Employers who prefer to make lump-sum payments should know that employees sometimes find such payments unpalatable. Tax withholdings for lump-sum payments may exceed what is necessary for the employee based upon the employee's yearly compensation. For example, if the employee earns $40,000 a year and is paid bi-weekly, the employer's computerized payroll program may calculate the employee's annual income at more than $200,000 when it sees a one-time $10,000 lump sum payment-causing it to make greater tax withholdings. Employers thus should discuss such a scenario with employees before they sign the severance agreement.
5. It is important that a severance agreement state clearly when the employee's employment ends. Certain dates, such as the date of a qualifying event for triggering benefits under COBRA or a similar state law, flow from the severance date.
6. The severance agreement should also state clearly that, upon signing the severance agreement, the employee has received all compensation and benefits due him or her other than, of course, the payments that the employee will receive under the agreement itself. That eliminates any later claim that the employee did not receive all the compensation due before the termination.
7. Often employees receive confidential information or documents during their employment. The agreement should clearly require the employee to return to the employer all documents or property that the employee has received during employment. The agreement may also need a confidentiality clause to protect the employer adequately. Some employers also choose to include non-competition or non-solicitation clauses in the agreement in order to protect them against unfair competition by the employee.
8. Some employers also choose to include a confidentiality provision prohibiting the employee from discussing the contents of the severance agreement with co-workers or others. This would be particularly important if some employees receive greater severance benefits than do others.

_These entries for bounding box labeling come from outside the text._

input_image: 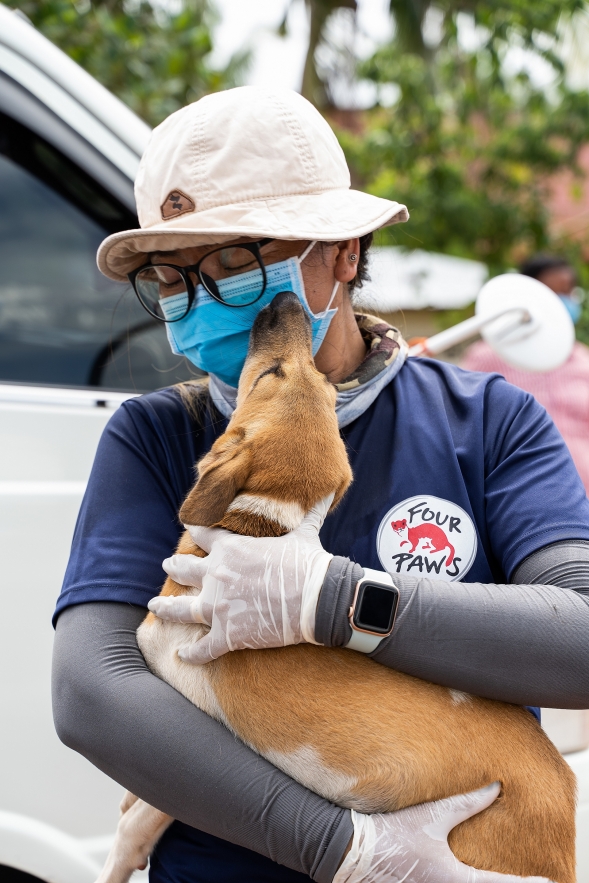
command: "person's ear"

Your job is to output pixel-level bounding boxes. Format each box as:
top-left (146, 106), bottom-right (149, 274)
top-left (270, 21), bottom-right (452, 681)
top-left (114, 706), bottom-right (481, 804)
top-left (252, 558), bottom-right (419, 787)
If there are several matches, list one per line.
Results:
top-left (180, 430), bottom-right (251, 527)
top-left (333, 238), bottom-right (360, 282)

9. To help employees get other jobs, some employers also specifically say in the agreement what future references they will give terminated employees. This can be done several ways, such as by attaching a reference letter to the agreement. It may be wise to designate specifically who in the employer's organization will respond to reference inquiries from the terminated employees' prospective employers.
This summarizes only a few of the things that an employer should consider when severing the employment relationship. As noted above, an employer should always consult an employment law attorney before presenting the employee with the severance agreement.